Setelah penjelasan-penjelasan ini, yang mengharuskan satu kaum untuk menerima kabar-kabar yang diriwayatkan dalam karangan-karangan mereka, maka akan kami sebutkan kesesatan-kesesatan utama yang disebarluaskan oleh Abdullah bin Saba’, yaitu :
- Ia adalah orang pertama yang berpendapat tentang adanya wasiat Rasululloh Sholallohu ‘alaihi was Salam untuk Ali, yaitu bahwa Ali adalah penggantinya atas ummatnya setelah beliau berdasarkan nash.
- Ia adalah orang pertama yang menunjukkan sikap ‘bebas diri’ terhadap musuh-musuh Ali -menurut anggapannya- dan menyatakan resistansi terhadap para penentangnya serta mengkafirkan mereka.
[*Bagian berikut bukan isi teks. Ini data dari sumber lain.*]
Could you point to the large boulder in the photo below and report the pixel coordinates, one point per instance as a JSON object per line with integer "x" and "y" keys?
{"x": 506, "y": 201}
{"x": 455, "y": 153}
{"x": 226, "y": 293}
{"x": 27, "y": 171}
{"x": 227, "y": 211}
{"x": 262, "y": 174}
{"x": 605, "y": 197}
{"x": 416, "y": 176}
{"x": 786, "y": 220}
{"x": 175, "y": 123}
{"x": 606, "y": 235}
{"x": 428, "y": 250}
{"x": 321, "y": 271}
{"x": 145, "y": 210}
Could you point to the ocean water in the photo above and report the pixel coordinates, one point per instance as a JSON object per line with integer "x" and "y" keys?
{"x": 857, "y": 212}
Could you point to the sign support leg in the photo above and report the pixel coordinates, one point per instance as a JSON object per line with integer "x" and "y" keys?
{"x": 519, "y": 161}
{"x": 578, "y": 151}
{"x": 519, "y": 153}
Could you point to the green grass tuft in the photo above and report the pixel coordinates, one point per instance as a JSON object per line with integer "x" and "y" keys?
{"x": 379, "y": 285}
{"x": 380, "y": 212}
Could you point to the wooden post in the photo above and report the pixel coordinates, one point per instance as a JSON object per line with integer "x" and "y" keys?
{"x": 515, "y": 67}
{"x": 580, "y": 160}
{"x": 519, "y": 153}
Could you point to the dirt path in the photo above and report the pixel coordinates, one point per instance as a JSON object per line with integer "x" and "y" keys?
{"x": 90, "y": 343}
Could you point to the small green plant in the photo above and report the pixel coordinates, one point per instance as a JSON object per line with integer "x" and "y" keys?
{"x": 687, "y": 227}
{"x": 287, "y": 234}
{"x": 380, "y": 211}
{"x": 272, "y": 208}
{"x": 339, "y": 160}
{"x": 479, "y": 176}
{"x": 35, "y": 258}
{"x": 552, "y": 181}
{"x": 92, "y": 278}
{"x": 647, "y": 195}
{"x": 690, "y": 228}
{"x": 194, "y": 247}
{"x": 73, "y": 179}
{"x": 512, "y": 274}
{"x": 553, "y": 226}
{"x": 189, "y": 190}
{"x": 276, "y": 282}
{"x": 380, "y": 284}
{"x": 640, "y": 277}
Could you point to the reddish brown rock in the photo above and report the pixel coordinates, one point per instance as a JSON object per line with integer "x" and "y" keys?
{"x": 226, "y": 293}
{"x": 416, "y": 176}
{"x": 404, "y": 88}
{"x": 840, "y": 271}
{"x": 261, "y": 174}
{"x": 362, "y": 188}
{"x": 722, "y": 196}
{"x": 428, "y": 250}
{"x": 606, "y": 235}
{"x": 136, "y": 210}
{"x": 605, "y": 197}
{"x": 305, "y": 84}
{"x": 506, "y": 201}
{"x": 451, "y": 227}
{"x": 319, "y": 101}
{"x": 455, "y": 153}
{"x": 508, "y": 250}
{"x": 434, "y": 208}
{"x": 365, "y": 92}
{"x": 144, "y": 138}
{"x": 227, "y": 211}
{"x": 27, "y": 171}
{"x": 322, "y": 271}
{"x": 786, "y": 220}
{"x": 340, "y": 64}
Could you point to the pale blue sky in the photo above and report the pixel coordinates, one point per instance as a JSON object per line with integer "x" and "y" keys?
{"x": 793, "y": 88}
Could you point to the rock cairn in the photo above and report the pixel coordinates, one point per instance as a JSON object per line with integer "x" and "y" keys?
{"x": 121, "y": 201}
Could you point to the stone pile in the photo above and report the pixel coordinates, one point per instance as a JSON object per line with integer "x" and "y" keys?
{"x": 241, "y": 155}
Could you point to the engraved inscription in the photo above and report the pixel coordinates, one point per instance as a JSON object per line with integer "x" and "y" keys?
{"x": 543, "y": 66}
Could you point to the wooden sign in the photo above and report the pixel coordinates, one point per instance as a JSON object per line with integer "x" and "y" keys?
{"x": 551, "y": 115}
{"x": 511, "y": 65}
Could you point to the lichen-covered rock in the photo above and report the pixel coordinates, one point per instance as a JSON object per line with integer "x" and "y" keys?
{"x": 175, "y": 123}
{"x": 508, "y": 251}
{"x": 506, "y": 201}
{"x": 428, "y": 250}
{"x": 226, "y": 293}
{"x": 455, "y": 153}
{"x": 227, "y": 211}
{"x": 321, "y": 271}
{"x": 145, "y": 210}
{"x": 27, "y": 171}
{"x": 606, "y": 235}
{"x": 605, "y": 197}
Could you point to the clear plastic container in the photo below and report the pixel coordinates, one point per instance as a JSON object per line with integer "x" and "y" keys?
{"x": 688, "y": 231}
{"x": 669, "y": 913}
Bukti akan kebenaran ungkapan tersebut berasal dari buku sejarah berdasarkan riwayat An-Nubakhti, Al-Kasyi, Al-Mamaqani, At-Tasturi dan para sejarawan Syi’ah lainnya.
- Ia adalah orang pertama yang mengatakan tentang ke-Tuhanan Ali radiallohu ‘anhu
- Ia adalah orang pertama yang mendakwahkan kenabian dari sekte-sekte Syi’ah yang ekstrim (ghulat). Sebagai bukti adalah apa yang diriwayatkan Al-Kasyi dengan sanadnya dari Muhammad bin Quluwaith Al-Qummi.
- Ia adalah orang pertama yang mengada-adakan pendapat mengenai kembalinya Ali ke dunia setelah wafatnya dan tentang kembalinya Rasululloh Sholallohu ‘alaihi was Salam. Petama kali ia mengutarakan pendapatnya secara nyata adalah ketika ia di Mesir.
- Ia berkata : “Adalah sangat mengherankan jika orang menganggap bahwa Isa kelak akan kembali, namun mendustakan kembalinya Muhammad sholallohu ‘alaihi was Salam. Sedang Alloh berfirman : “Sesungguhnya Alloh yang mewajibkan (pelaksanaan hukum0hukum) Al-Qur’an atasmu, pasti akan mengembalikanmu ke tempat kembali.” Maka, dengan denikian, Muhammad lebih berhak untuk kembali ke dunia daripada Isa. Ucapannya itu bisa ditermia. Ia meletakkan dasar-dasar raj’ah (kehidupan kembali setelah mati) bagi mereka, maka mereka mulai memperbincangkannya. (lihat Tarikh Dimasyq nomor 602, dalam terjemahan Abdullah bin Saba’, juga dalam Tahzib Tarikh Dimasyq oleh Ibnu Badran jilid V/428).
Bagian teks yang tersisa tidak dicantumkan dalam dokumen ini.